Wilgenvrouwen en –mannen
Nederland is wilgenland. Wilgen houden van vocht en kunnen tegen natte voeten. Ze laten zich gemakkelijk stekken, groeien snel en overal, wat ze een voorsprong geeft op andere bomen in een dichtbevolkt land als het onze, dat vaak opgeruimd wordt en zijn hoeveelheid asfalt onstuitbaar uitbreidt.
Dat alleen al is reden voor een jaarlijks stukje over wilgen. Maar er is een dringender reden. De katjes. Wilgenkatjes zijn niet alleen een lentebode, ze zijn simpelweg heel mooi.

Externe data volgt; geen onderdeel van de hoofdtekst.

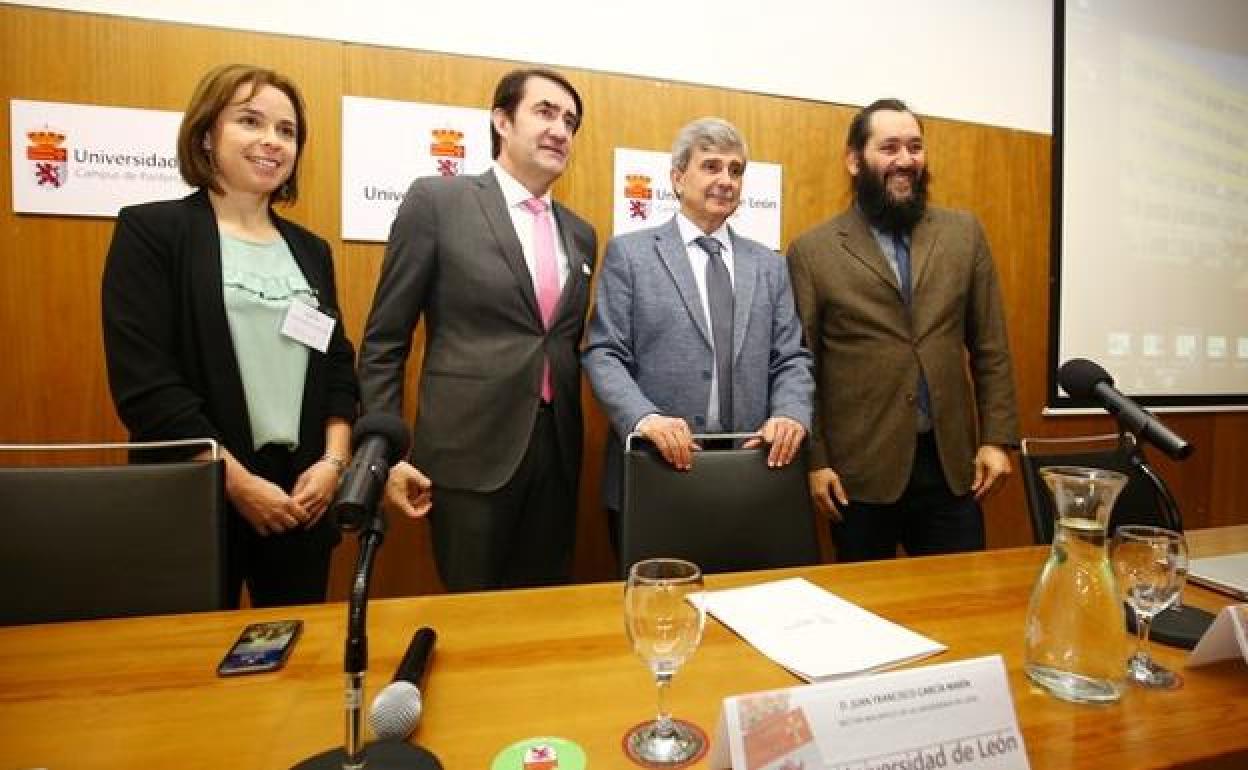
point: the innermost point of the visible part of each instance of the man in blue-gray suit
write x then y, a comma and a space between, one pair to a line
694, 327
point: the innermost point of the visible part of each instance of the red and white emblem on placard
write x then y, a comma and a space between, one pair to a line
542, 756
447, 151
637, 191
48, 157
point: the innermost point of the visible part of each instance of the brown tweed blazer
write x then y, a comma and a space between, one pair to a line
869, 347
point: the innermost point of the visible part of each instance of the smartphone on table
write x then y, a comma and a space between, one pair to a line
261, 647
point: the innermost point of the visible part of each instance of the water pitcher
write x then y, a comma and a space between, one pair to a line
1076, 645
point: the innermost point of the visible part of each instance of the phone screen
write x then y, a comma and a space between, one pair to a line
262, 647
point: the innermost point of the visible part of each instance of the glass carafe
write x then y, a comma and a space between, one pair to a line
1076, 643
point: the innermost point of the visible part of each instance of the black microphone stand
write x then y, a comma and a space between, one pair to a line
1181, 625
382, 754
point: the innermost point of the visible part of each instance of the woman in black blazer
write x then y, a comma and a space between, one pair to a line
195, 296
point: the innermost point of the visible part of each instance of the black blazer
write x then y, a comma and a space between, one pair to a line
453, 257
171, 362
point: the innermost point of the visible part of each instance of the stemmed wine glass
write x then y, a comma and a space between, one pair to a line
1150, 564
665, 629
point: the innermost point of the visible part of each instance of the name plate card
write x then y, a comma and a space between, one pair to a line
937, 716
1226, 638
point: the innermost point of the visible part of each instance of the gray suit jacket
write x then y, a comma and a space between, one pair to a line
453, 256
869, 347
649, 345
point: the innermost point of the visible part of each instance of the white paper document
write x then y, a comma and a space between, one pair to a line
1226, 638
813, 633
950, 715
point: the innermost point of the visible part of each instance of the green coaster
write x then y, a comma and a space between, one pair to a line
541, 753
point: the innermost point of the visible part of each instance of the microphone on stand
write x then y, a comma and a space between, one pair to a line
1085, 380
1182, 624
378, 441
398, 706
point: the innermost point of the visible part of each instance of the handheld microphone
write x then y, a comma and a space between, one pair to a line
378, 441
397, 709
1083, 378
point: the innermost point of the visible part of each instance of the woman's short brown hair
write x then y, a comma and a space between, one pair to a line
211, 96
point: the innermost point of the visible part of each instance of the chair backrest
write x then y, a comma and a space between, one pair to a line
85, 542
1137, 502
729, 513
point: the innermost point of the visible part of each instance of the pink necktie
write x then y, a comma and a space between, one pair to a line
548, 276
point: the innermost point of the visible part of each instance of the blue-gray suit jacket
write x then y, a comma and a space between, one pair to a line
649, 346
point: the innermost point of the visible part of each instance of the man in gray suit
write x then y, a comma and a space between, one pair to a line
501, 273
694, 327
900, 303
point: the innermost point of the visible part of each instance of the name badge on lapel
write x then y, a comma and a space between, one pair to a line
306, 325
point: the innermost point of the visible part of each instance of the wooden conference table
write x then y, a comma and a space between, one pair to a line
142, 693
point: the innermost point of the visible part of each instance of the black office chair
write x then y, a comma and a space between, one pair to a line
730, 513
89, 542
1137, 502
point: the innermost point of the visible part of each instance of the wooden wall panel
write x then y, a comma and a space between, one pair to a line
53, 387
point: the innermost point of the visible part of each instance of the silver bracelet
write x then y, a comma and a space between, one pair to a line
333, 459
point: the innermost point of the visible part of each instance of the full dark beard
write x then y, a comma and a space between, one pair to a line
881, 211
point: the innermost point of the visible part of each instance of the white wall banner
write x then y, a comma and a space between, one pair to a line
644, 199
84, 160
387, 144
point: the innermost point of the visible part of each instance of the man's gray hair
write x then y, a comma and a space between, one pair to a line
706, 134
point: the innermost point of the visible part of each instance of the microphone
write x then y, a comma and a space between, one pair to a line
378, 441
1086, 380
397, 708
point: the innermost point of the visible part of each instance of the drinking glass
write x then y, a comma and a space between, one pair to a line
1150, 563
665, 629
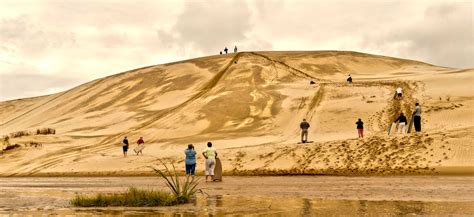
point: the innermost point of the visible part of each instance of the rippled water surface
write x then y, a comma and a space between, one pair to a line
276, 196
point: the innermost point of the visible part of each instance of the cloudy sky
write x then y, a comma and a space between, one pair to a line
50, 46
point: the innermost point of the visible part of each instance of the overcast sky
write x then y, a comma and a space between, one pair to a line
50, 46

De zon heeft onze wilgen afgelopen dagen in bloei gezet. Boswilgen zijn er vaak het eerste bij, maar de treurwilg achter mijn huis begint ook al. Eerst kwamen er fluwelen katjes van zilver, nu barsten de stampers en de meeldraden los. Veel bloemen hebben een stamper met daaromheen een kringetje van meeldraden. Wilgenkatjes niet. Wilgenkatjes hebben of stampers, of meeldraden. Sterker nog de ene wilg laat uitsluitend katjes bloeien met stampers, de andere met meeldraden. Dat zijn vrouwelijke en mannelijke katjes aan wilgenvrouwen en wilgenmannen. Tweehuizig, zo heet die scheiding der seksen in botanische kringen.
De vrouwelijke katjes zien er compacter uit dan de mannelijke. De mannen bloeien uitbundiger en geler. Veel vroege bloemen zijn geel, en veel vroege insecten houden van geel. Stuifmeel is geel. Wilgenkatjes zijn een geliefde hangplek voor bijen, hommels en vliegen. Na de bevruchting worden de zaadjes gevormd, die aan een pluizig valscherm weg zweven. Op open terrein kunnen de zaadjes ontkiemen, vooral als het er vochtig is. Vandaar dat nieuwe natuurgebieden, die altijd modderig zijn, ook altijd binnen de kortste keren in een wilgenbos veranderen. Waar boswachters dan weer de onvermijdelijke grote grazers in gaan houden.